Señoras y señores, el Arte es definitivamente un invento europeo. Y en segunda instancia, norteamericano. Ya lo aclara Achille Bonito Oliva (ABO) prestigioso crítico de arte, curador de la Bienal de Venecia 1993 (entre otras, seguro que tendrá más), y supuesto creador de la llamada Transvanguardia, un refrito de estilos y tendencias ya existentes en las artes plásticas (otro tentáculo de la posmodernidad), todavía en vigencia. Vamos, de lo que se lleva.Aquí les suelto un extracto de la entrevista que le realizó Jorge Eduardo Eielson hace unos años:

JEE.— Y ahora pasemos a un argumento algo diverso, relacionado con América Latina, continente en el que nací y cuyos problemas, obviamente, me tocan muy de cerca. Mi primera pregunta es ésta: ¿por qué los artistas latinoamericanos casi nunca son invitados, o lo son de manera mínima, a las grandes manifestaciones internacionales, como la última Documenta, por ejemplo?ABO— No creo necesario recordarte que hoy más que nunca la investigación artística se ha concentrado en los grandes centros metropolitanos como Nueva York, París, Londres, Roma, Berlín, etc., y que los países y las ciudades situadas en la periferia del sistema del arte no pueden gozar, aunque sólo fuera por razones geográficas, de la misma atención que las grandes metrópolis. Esta situación es agravada por el subdesarrollo de esos países debido a factores políticos, históricos, económicos y sociales, muchas veces dramáticos, y que obligan a sus artistas, hombres de ciencia, escritores e investigadores de todo tipo, a viajar, permanecer, o por lo menos pasar un período de confrontación y estudio en las grandes ciudades europeas o norteamericanas, para enseguida poder elaborar su propio lenguaje y aporte personal.
JEE.— Esto es muy cierto. Pero, los escritores latinoamericanos, o por lo menos varios de ellos, han conseguido la notoriedad y la difusión en escala planetaria. ¿Por qué no sucede lo mismo con los pintores, si se excluye a Matta?
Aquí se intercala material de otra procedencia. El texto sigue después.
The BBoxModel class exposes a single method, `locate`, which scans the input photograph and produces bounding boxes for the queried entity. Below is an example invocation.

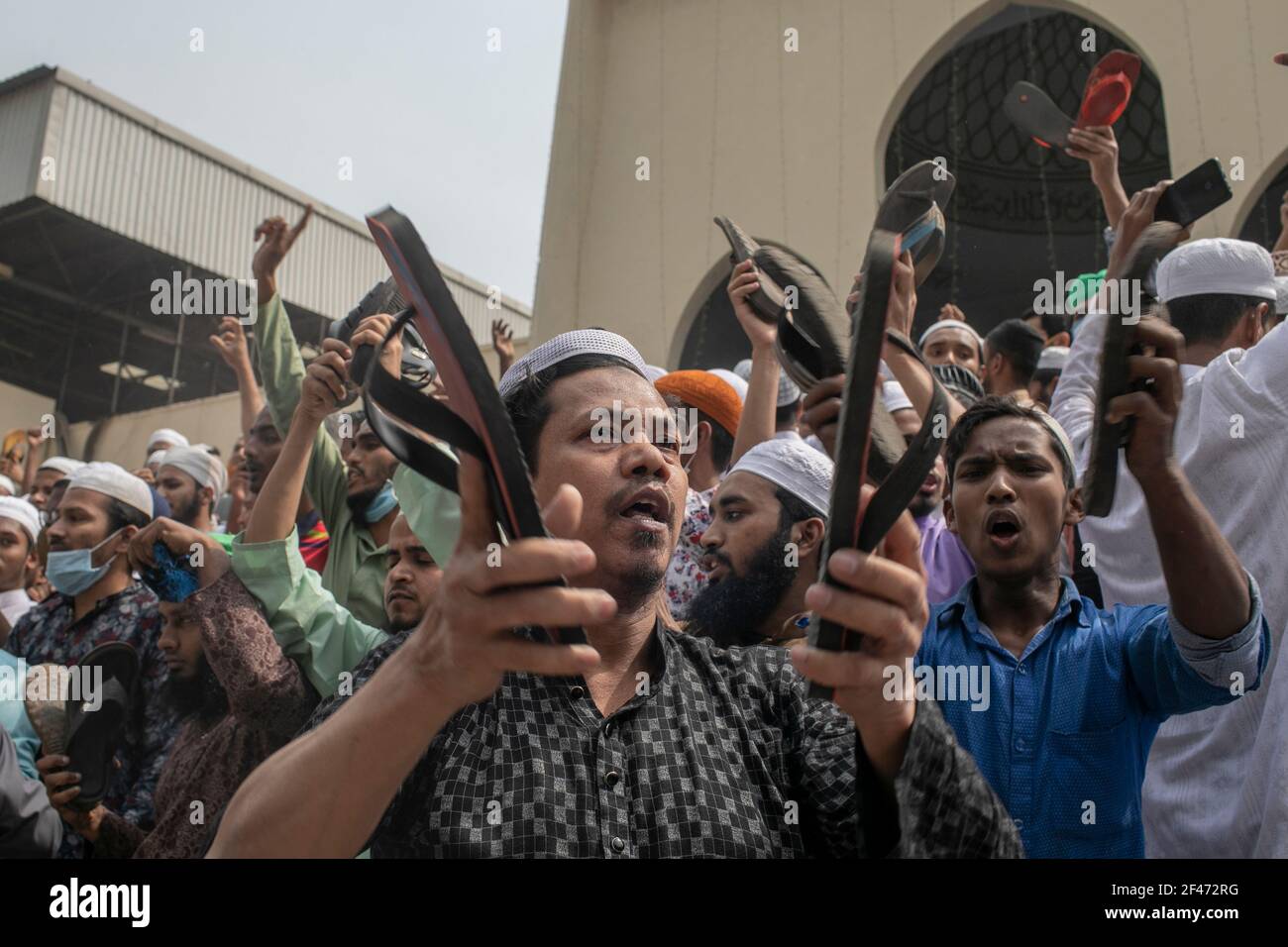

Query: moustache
[604,478,666,517]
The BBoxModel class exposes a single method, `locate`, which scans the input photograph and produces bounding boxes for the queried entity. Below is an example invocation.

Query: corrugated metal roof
[0,67,532,344]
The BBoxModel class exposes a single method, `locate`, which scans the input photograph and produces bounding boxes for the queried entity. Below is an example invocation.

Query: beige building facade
[533,0,1288,369]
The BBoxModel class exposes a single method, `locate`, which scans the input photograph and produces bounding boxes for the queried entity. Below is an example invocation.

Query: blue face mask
[362,480,398,524]
[46,530,120,595]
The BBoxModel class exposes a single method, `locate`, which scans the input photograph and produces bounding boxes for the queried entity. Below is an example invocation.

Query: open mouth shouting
[984,509,1024,553]
[617,487,671,533]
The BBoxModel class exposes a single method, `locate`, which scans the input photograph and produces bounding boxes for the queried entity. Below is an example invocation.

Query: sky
[0,0,568,304]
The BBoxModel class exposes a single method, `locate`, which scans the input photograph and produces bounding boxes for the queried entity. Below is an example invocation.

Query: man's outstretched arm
[210,456,617,858]
[1109,318,1252,639]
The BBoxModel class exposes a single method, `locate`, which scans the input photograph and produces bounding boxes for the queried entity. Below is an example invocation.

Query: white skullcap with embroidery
[36,458,85,476]
[733,359,802,407]
[497,329,649,398]
[881,381,912,414]
[147,428,188,454]
[1037,346,1069,371]
[1154,237,1276,303]
[67,460,154,519]
[725,438,834,519]
[917,320,984,355]
[0,496,40,543]
[161,445,228,498]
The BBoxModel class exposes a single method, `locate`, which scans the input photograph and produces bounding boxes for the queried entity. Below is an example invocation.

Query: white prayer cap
[726,438,833,519]
[161,445,228,498]
[707,368,747,404]
[0,496,40,543]
[881,381,912,414]
[67,460,152,519]
[497,329,649,398]
[1154,237,1275,303]
[1037,346,1069,371]
[917,320,984,356]
[36,458,85,476]
[147,428,188,454]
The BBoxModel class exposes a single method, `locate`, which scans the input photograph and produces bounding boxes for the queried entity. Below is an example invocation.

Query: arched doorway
[669,237,827,368]
[885,4,1171,331]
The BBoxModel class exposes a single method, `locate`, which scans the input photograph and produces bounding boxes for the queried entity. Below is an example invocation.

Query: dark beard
[690,523,799,648]
[161,655,228,721]
[170,492,201,526]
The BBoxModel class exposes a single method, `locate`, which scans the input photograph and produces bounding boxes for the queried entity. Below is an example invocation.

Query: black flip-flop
[808,231,948,698]
[65,642,139,811]
[872,161,957,286]
[716,224,907,483]
[1082,220,1182,517]
[353,207,587,644]
[1002,81,1074,150]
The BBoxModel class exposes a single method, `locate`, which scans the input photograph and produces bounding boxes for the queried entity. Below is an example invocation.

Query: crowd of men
[0,112,1288,857]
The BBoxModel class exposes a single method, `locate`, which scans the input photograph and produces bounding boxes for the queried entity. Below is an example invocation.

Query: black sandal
[808,231,948,698]
[1082,220,1182,517]
[353,207,587,644]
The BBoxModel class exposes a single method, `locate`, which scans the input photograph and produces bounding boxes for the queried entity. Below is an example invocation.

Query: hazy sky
[0,0,568,303]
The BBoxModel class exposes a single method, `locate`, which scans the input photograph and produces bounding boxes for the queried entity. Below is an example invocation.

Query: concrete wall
[0,381,54,434]
[13,340,528,471]
[533,0,1288,368]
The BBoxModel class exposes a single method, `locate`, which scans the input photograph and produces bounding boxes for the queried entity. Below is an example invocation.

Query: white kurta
[1051,314,1288,858]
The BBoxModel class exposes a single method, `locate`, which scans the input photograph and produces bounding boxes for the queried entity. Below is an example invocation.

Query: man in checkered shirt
[211,330,1020,857]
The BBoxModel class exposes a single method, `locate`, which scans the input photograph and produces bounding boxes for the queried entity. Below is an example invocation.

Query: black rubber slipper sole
[355,207,587,644]
[67,642,139,811]
[808,231,948,698]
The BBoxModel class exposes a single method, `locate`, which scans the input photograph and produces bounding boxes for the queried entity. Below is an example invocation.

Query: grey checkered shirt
[305,626,1020,858]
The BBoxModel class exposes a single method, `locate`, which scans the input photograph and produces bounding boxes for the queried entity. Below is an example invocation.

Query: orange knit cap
[653,369,742,443]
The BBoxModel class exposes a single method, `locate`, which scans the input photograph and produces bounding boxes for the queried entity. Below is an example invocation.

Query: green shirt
[232,467,461,697]
[255,294,385,625]
[232,530,386,697]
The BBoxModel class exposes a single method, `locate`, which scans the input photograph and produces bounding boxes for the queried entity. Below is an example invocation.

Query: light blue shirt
[914,576,1270,858]
[0,651,40,780]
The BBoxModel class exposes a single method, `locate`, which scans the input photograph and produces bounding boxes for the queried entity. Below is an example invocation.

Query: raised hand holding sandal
[1002,49,1140,149]
[716,216,907,483]
[872,161,957,286]
[25,642,139,811]
[1082,220,1184,517]
[808,231,948,698]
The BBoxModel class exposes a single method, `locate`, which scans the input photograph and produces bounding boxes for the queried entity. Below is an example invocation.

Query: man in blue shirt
[916,320,1270,858]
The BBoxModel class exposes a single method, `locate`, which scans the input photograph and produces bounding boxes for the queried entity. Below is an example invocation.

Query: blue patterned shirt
[914,578,1270,858]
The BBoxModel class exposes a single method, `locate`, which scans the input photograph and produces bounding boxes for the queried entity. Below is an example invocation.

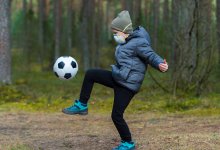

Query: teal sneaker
[62,100,88,115]
[112,141,135,150]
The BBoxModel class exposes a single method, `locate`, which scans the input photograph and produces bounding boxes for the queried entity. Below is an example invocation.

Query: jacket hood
[126,26,151,45]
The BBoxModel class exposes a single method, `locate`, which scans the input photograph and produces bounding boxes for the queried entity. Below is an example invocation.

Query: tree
[216,0,220,64]
[80,0,94,71]
[172,0,212,95]
[0,0,11,84]
[38,0,46,68]
[67,0,73,55]
[54,0,62,60]
[152,0,160,49]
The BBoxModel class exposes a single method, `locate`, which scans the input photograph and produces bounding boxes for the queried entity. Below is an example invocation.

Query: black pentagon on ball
[58,61,65,69]
[54,72,59,78]
[64,73,72,79]
[71,61,76,68]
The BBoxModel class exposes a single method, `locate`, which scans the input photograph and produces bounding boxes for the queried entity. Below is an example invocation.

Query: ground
[0,112,220,150]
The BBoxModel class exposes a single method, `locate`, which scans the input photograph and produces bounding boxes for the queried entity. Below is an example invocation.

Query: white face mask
[114,34,126,44]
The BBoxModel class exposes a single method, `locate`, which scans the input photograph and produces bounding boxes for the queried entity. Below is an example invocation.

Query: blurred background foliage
[0,0,220,114]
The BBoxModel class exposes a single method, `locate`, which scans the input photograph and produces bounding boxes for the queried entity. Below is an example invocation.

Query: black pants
[80,69,135,142]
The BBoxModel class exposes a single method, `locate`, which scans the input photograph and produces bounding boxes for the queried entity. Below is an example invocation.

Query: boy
[63,10,168,150]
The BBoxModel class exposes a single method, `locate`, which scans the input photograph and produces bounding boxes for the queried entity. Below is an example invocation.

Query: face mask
[114,34,126,44]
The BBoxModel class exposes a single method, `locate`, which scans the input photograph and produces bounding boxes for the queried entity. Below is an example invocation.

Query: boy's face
[112,29,128,38]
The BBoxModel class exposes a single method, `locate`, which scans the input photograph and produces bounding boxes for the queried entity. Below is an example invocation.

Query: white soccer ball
[53,56,78,80]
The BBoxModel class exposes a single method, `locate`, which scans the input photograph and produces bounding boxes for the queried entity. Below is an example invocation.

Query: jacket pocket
[111,65,131,80]
[119,66,131,80]
[128,72,145,83]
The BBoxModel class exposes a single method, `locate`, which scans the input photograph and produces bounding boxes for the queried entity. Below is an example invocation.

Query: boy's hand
[159,59,168,72]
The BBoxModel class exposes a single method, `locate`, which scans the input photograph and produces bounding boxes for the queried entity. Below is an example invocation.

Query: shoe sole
[62,110,88,115]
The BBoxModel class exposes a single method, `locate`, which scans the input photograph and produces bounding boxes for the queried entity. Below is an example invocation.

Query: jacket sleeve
[136,43,163,71]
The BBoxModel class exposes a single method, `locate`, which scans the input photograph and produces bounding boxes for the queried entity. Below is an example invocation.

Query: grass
[0,52,220,115]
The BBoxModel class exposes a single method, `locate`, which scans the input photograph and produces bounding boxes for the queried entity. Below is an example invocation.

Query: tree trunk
[0,0,11,84]
[153,0,160,49]
[80,0,90,71]
[143,0,150,28]
[172,0,213,96]
[163,0,170,25]
[216,0,220,65]
[54,0,62,60]
[130,0,142,26]
[67,0,73,55]
[38,0,46,69]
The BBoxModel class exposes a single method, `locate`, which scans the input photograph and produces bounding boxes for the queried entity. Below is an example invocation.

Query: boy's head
[111,10,133,34]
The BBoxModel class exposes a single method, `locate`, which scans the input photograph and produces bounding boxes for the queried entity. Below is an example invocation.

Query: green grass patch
[0,52,220,115]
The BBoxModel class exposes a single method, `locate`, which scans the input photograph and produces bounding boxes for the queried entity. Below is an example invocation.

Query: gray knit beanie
[111,10,133,34]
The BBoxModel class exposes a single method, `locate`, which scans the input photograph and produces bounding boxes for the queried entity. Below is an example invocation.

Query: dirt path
[0,112,220,150]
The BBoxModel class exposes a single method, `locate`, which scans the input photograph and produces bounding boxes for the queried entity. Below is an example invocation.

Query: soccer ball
[53,56,78,80]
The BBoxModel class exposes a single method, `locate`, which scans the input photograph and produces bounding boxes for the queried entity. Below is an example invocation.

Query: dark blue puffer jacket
[111,26,163,92]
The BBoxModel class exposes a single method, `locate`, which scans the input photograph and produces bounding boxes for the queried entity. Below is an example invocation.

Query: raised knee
[111,111,123,122]
[85,69,94,76]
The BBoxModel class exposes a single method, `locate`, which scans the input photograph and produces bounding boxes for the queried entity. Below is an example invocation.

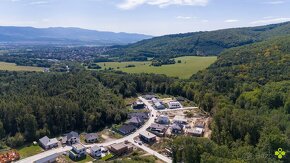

ABO.— Bueno, aquí hay que hacer una distinción. Antes que nada, Matta es un gran artista y por lo tanto escapa a cualquier delimitación geográfica o cultural. Otro como él no aparecerá fácilmente en ninguna parte, ni siquiera en Europa. Su importancia es tal que aún hoy, creo yo, no nos damos cuenta de la vastedad de su aporte. Baste decir que su influencia ha sido decisiva para la elaboración de la Action painting norteamericana, sin olvidar la que ejerció en el área surrealista y la que incluso sigue ejerciendo en nuestros días, cuando se advierte más claramente el peso de su obra. La exposición de Beaubourg de 1986 ha sido para muchos una verdadera revelación. En cuanto a los escritores latinoamericanos, debo confesarte que no amo mucho la literatura del Boom. (¿?). A la inversa de tantas obras de arte perfectamente reconocidas en su época (los maestros del Renacimiento; Goya, Velásquez, los flamencos, el mismo Picasso), la buena literatura nunca se ha vendido ni se venderá con tanta facilidad. Los best-sellers me parecen siempre bastante dudosos. (¿?). Lo que sucede, tal vez, es que ella ha conquistado un público internacional ávido de novedad literaria y sensibilizado por una retórica tercermundista (¡!) que nada agrega a la verdadera creación literaria. (¿?). Sin negar a dichos escritores de indudable ingenio (¿?), seriedad y compromiso social, otros son los autores latinoamericanos que admiro y frecuento, como por ejemplo Borges, Paz, Pessoa, Lispector, Lezama Lima, que trabajan dentro de una línea que considero más universal, rigurosa e inventiva y que, a la postre, interpretan con mayor madurez artística, y sin trazas de folklore, (¿?) la esencia misma de un continente y una cultura.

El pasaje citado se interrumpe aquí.